動機

居然用自己的dp過了!!

Problem

A wiggle sequence is a sequence where the differences between successive numbers strictly alternate between positive and negative. The first difference (if one exists) may be either positive or negative. A sequence with one element and a sequence with two non-equal elements are trivially wiggle sequences.

  • For example, [1, 7, 4, 9, 2, 5] is a wiggle sequence because the differences (6, -3, 5, -7, 3) alternate between positive and negative.
  • In contrast, [1, 4, 7, 2, 5] and [1, 7, 4, 5, 5] are not wiggle sequences. The first is not because its first two differences are positive, and the second is not because its last difference is zero.

A subsequence is obtained by deleting some elements (possibly zero) from the original sequence, leaving the remaining elements in their original order.

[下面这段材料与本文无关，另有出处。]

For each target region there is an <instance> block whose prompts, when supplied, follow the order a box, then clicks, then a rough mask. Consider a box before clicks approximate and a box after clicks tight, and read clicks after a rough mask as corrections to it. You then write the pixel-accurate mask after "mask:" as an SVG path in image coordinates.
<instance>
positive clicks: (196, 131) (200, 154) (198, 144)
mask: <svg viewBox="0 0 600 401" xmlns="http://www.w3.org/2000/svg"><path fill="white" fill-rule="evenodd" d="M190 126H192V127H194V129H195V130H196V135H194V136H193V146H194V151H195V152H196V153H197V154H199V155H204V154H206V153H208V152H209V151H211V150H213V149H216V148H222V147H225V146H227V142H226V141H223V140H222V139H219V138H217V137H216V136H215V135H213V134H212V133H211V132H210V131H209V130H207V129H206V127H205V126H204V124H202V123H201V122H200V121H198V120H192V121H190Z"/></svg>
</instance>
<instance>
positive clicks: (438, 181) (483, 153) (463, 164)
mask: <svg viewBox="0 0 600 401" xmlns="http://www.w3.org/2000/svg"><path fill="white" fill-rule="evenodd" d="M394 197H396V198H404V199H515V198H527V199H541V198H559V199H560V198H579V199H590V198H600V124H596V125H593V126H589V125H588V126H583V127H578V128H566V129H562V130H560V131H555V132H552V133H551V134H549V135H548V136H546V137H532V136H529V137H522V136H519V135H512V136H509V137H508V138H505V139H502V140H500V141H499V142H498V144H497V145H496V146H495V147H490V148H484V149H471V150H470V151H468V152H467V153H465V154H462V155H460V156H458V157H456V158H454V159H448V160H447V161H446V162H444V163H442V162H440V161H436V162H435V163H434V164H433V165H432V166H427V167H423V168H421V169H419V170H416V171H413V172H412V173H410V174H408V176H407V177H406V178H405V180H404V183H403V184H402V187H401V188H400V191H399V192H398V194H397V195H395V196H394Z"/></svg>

Given an integer array nums, return the length of the longest wiggle subsequence of nums.

 

Example 1:

Input: nums = [1,7,4,9,2,5]Output: 6Explanation: The entire sequence is a wiggle sequence with differences (6, -3, 5, -7, 3).

Example 2:

Input: nums = [1,17,5,10,13,15,10,5,16,8]Output: 7Explanation: There are several subsequences that achieve this length.One is [1, 17, 10, 13, 10, 16, 8] with differences (16, -7, 3, -3, 6, -8).

Example 3:

Input: nums = [1,2,3,4,5,6,7,8,9]Output: 2

 

Constraints:

  • 1 <= nums.length <= 1000
  • 0 <= nums[i] <= 1000

 

Follow up: Could you solve this in O(n) time?

Sol

用mis的思路,不過這裡多要看有沒有wiggle

Wiggle可以是上下或是下上,這裡統一成上下,之後就是根據dp的奇偶性與數字大小做dp

class Solution:
    def wiggleMaxLength(self, nums: List[int]) -> int:
        dp = 1
        if len(nums) == 1:
            return 1
        
        inc = True
        for i in range(1,len(nums)):
            if nums[i-1] != nums[i]:
                inc = (nums[i-1] < nums[i])
                break
        if not inc:
            nums = [-x for x in nums]
        for i in range(1,len(nums)):
            if nums[i-1] < nums[i]:
                if dp % 2 == 1:
                    dp += 1
            elif nums[i-1] > nums[i]:
                if dp % 2 == 0:
                    dp += 1
            #print(i,dp)
        return dp

原本的解法是把上下都用成dp,在up或是down時以i為終點的最長長度

public class Solution {
    public int wiggleMaxLength(int[] nums) {
        if (nums.length < 2)
            return nums.length;
        int[] up = new int[nums.length];
        int[] down = new int[nums.length];
        up[0] = down[0] = 1;
        for (int i = 1; i < nums.length; i++) {
            if (nums[i] > nums[i - 1]) {
                up[i] = down[i - 1] + 1;
                down[i] = down[i - 1];
            } else if (nums[i] < nums[i - 1]) {
                down[i] = up[i - 1] + 1;
                up[i] = up[i - 1];
            } else {
                down[i] = down[i - 1];
                up[i] = up[i - 1];
            }
        }
        return Math.max(down[nums.length - 1], up[nums.length - 1]);
    }
}